Pistorius zeigt für die Ablehnung Verständnis, räumt jedoch ein, dass die Realität ein anderes Umgehen mit der eigenen Sicherheit vorsehen würde. "In den Diskussionen mit Schülern sage ich: Denk daran, wie du hier lebst. Du kannst lieben, wen du willst. Du kannst studieren, was du willst, und demonstrieren, wofür oder wogegen du willst. Es lohnt sich, für dieses Leben in Freiheit einzustehen und ein paar Monate Dienst zu leisten", so Pistorius im Interview mit der Zeit.
Der Bundeswehr zufolge hat sich der positive Trend beim Personalbestand fortgesetzt: Bis Ende November verzeichnete die Truppe deutlich steigende Einstellungszahlen, was sich bereits im Jahresverlauf abgezeichnet hatte.
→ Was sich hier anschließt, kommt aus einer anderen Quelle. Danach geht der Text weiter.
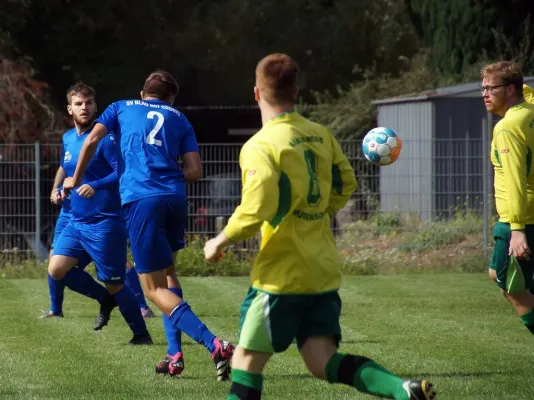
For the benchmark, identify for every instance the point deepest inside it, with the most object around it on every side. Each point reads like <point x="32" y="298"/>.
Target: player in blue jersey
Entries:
<point x="57" y="287"/>
<point x="96" y="230"/>
<point x="153" y="137"/>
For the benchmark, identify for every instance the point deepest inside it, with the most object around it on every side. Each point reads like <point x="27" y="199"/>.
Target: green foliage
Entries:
<point x="466" y="32"/>
<point x="390" y="243"/>
<point x="439" y="234"/>
<point x="211" y="46"/>
<point x="350" y="113"/>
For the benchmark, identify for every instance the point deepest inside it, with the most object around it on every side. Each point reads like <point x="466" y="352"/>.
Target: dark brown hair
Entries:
<point x="160" y="84"/>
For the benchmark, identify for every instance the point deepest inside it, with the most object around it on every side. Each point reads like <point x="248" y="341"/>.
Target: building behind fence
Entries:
<point x="27" y="218"/>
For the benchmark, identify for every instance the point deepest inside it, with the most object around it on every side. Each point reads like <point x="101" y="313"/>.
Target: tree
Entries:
<point x="211" y="46"/>
<point x="26" y="115"/>
<point x="461" y="33"/>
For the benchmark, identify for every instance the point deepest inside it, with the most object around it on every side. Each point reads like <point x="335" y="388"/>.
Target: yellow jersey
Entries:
<point x="295" y="176"/>
<point x="511" y="156"/>
<point x="528" y="94"/>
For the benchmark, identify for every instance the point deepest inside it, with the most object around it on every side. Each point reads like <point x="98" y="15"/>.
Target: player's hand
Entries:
<point x="518" y="245"/>
<point x="68" y="185"/>
<point x="213" y="251"/>
<point x="85" y="191"/>
<point x="55" y="197"/>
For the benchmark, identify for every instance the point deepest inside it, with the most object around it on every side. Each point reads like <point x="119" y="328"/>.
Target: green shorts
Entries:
<point x="269" y="323"/>
<point x="513" y="275"/>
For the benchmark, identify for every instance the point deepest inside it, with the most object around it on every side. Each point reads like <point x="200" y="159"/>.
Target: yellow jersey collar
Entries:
<point x="280" y="117"/>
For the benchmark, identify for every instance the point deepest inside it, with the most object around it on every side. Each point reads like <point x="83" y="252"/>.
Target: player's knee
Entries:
<point x="316" y="352"/>
<point x="55" y="273"/>
<point x="251" y="361"/>
<point x="56" y="270"/>
<point x="113" y="288"/>
<point x="492" y="274"/>
<point x="316" y="368"/>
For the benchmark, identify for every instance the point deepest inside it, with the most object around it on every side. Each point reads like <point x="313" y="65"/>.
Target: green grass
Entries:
<point x="454" y="329"/>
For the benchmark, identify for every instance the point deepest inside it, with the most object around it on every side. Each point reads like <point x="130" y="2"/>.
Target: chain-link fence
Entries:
<point x="443" y="183"/>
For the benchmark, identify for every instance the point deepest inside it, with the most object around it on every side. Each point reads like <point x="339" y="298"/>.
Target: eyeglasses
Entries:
<point x="491" y="89"/>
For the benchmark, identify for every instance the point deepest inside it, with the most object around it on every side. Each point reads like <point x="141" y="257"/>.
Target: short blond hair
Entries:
<point x="277" y="77"/>
<point x="80" y="89"/>
<point x="507" y="71"/>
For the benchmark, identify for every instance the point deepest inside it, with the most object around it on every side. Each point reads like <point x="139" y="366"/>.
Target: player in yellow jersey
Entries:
<point x="295" y="177"/>
<point x="528" y="94"/>
<point x="512" y="267"/>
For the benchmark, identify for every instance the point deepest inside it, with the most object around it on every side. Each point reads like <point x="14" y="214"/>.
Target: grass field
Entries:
<point x="454" y="329"/>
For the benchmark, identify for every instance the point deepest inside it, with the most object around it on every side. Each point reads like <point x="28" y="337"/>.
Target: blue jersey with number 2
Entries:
<point x="153" y="135"/>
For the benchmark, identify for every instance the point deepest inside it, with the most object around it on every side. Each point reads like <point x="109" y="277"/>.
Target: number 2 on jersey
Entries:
<point x="314" y="191"/>
<point x="151" y="138"/>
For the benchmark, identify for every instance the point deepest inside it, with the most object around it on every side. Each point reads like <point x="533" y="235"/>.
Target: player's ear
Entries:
<point x="295" y="93"/>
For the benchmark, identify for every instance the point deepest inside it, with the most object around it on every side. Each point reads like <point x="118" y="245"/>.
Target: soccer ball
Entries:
<point x="382" y="146"/>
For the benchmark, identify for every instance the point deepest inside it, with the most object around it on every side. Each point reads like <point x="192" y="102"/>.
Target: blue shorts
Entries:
<point x="103" y="242"/>
<point x="156" y="227"/>
<point x="61" y="223"/>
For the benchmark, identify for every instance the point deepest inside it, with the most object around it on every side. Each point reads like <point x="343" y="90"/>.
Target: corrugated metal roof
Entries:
<point x="219" y="107"/>
<point x="450" y="91"/>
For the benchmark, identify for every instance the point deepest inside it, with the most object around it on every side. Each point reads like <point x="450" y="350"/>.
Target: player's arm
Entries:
<point x="259" y="197"/>
<point x="111" y="152"/>
<point x="58" y="182"/>
<point x="512" y="155"/>
<point x="190" y="156"/>
<point x="105" y="123"/>
<point x="343" y="180"/>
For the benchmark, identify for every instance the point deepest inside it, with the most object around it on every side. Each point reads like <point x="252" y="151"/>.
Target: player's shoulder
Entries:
<point x="528" y="94"/>
<point x="111" y="138"/>
<point x="516" y="119"/>
<point x="68" y="134"/>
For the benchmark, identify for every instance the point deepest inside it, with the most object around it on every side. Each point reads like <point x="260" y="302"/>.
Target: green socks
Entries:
<point x="365" y="375"/>
<point x="245" y="385"/>
<point x="528" y="320"/>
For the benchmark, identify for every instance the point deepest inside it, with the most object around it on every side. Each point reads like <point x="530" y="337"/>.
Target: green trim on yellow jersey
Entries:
<point x="284" y="200"/>
<point x="337" y="182"/>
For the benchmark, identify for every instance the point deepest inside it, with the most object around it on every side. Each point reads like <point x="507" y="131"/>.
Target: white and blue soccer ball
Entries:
<point x="382" y="146"/>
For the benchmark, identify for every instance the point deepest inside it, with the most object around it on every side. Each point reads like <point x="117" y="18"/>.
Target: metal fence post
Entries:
<point x="37" y="166"/>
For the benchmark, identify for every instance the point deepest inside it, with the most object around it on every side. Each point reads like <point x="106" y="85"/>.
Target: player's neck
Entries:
<point x="511" y="104"/>
<point x="269" y="112"/>
<point x="81" y="129"/>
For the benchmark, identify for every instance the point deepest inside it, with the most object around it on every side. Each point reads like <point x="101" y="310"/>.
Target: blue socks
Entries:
<point x="183" y="318"/>
<point x="81" y="282"/>
<point x="129" y="309"/>
<point x="173" y="335"/>
<point x="57" y="292"/>
<point x="132" y="282"/>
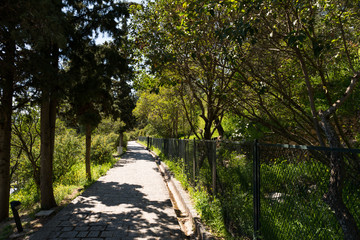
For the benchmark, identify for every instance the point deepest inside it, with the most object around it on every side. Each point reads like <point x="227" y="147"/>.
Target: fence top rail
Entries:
<point x="304" y="147"/>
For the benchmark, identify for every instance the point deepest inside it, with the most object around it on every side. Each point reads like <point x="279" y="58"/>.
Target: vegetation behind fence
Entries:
<point x="268" y="191"/>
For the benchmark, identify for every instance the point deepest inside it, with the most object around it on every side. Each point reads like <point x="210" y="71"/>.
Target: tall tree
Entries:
<point x="12" y="39"/>
<point x="297" y="67"/>
<point x="179" y="38"/>
<point x="93" y="68"/>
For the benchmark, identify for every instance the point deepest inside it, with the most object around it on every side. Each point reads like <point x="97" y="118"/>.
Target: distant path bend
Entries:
<point x="130" y="202"/>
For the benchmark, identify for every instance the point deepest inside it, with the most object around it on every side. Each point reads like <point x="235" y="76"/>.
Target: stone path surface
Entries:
<point x="130" y="202"/>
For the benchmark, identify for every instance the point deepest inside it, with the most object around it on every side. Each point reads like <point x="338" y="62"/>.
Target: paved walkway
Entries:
<point x="130" y="202"/>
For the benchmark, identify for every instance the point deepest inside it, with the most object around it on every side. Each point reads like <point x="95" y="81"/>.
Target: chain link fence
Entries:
<point x="268" y="191"/>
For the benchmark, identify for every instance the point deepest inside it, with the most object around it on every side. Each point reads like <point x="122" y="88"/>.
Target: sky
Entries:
<point x="104" y="37"/>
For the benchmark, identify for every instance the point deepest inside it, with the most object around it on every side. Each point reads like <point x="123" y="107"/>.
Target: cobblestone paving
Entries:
<point x="130" y="202"/>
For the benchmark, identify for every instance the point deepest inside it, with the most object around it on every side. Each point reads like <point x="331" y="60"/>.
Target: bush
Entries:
<point x="102" y="148"/>
<point x="69" y="150"/>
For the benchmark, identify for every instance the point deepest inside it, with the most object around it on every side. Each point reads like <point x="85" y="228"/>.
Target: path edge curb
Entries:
<point x="184" y="199"/>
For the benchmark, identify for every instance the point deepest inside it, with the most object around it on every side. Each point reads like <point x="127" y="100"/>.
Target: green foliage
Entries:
<point x="102" y="148"/>
<point x="69" y="150"/>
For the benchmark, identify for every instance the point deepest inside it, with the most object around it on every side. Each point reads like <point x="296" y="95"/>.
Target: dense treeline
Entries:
<point x="287" y="70"/>
<point x="51" y="66"/>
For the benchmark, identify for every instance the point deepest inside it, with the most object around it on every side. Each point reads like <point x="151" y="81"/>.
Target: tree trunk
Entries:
<point x="87" y="152"/>
<point x="334" y="196"/>
<point x="7" y="78"/>
<point x="47" y="132"/>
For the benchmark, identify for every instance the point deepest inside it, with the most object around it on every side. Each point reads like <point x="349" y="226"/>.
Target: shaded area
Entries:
<point x="118" y="210"/>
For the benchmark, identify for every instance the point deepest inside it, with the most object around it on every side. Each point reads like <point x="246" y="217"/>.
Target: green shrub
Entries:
<point x="102" y="148"/>
<point x="69" y="150"/>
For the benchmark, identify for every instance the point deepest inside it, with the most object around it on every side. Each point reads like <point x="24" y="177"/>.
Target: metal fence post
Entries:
<point x="256" y="186"/>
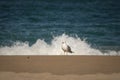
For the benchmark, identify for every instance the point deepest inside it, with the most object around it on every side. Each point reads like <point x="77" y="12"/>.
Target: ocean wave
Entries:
<point x="80" y="47"/>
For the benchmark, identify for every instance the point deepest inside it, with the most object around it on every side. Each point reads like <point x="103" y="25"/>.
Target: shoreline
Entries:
<point x="60" y="64"/>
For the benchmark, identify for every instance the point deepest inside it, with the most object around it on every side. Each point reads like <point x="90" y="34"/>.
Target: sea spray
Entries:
<point x="80" y="47"/>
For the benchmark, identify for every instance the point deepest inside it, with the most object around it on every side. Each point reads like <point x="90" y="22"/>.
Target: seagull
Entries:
<point x="66" y="48"/>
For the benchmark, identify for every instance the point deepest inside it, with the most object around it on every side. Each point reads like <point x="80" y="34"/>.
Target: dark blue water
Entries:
<point x="97" y="21"/>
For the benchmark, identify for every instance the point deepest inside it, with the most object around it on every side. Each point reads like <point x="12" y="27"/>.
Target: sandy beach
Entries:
<point x="59" y="67"/>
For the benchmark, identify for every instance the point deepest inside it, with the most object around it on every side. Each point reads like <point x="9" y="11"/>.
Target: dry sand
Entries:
<point x="59" y="68"/>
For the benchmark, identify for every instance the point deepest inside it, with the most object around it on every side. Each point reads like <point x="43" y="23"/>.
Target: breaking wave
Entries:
<point x="80" y="47"/>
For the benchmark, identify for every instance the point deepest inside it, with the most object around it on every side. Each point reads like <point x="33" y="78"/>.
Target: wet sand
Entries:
<point x="59" y="67"/>
<point x="61" y="64"/>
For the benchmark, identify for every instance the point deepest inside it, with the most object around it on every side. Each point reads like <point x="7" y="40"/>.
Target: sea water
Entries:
<point x="37" y="27"/>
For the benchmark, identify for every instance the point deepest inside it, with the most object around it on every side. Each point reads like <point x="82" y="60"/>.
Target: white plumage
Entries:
<point x="66" y="48"/>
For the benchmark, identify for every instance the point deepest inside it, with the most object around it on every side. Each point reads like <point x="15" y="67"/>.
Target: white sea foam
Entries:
<point x="80" y="47"/>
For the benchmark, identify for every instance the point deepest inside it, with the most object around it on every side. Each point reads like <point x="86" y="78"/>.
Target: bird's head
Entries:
<point x="63" y="42"/>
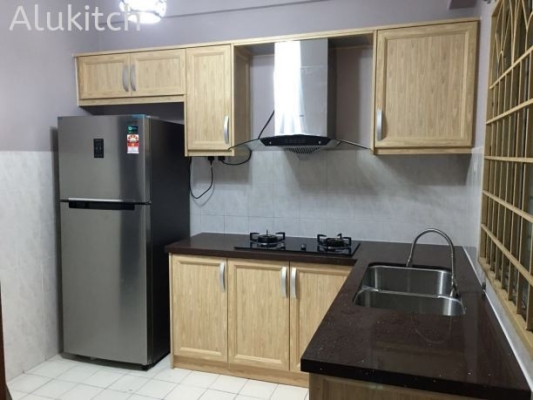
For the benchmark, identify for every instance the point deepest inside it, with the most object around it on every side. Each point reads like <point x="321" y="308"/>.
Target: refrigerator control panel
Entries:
<point x="98" y="147"/>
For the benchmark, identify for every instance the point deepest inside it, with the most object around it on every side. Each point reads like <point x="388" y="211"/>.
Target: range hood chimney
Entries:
<point x="304" y="94"/>
<point x="304" y="99"/>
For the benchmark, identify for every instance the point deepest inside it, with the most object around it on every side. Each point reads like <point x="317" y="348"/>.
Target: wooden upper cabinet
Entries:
<point x="132" y="78"/>
<point x="258" y="316"/>
<point x="102" y="77"/>
<point x="158" y="73"/>
<point x="312" y="288"/>
<point x="425" y="88"/>
<point x="199" y="308"/>
<point x="208" y="114"/>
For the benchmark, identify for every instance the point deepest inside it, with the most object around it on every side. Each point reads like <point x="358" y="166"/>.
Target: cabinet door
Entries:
<point x="103" y="77"/>
<point x="158" y="73"/>
<point x="208" y="104"/>
<point x="312" y="289"/>
<point x="425" y="86"/>
<point x="259" y="314"/>
<point x="199" y="308"/>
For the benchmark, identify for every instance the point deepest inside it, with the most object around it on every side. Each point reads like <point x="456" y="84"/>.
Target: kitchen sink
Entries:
<point x="410" y="290"/>
<point x="408" y="280"/>
<point x="409" y="302"/>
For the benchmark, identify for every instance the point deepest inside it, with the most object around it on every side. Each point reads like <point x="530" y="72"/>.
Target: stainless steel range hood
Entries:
<point x="304" y="99"/>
Insgesamt wurden rund 24.100 Einstellungen vorgenommen, was ein Plus von etwa 23 Prozent im Vergleich zum Vorjahr bedeutet. Besonders der Bereich der freiwillig Wehrdienstleistenden (FWDL) wuchs stark – mit einem Zuwachs von rund 22 Prozent bei den Einstellungen und deutlich mehr Erstberatungen und Bewerbungen. Auch im zivilen Bereich stieg die Zahl der Bewerbungen.
Das wachsende Interesse zeigt sich offenbar auch bei den Informations- und Beratungsangeboten: Bis Ende November wurden rund 102.500 Erstberatungen durchgeführt – etwa 15 Prozent mehr als im Vorjahr – und insgesamt gingen rund 107.000 Bewerbungen ein. Das sind circa 28 Prozent mehr als 2024.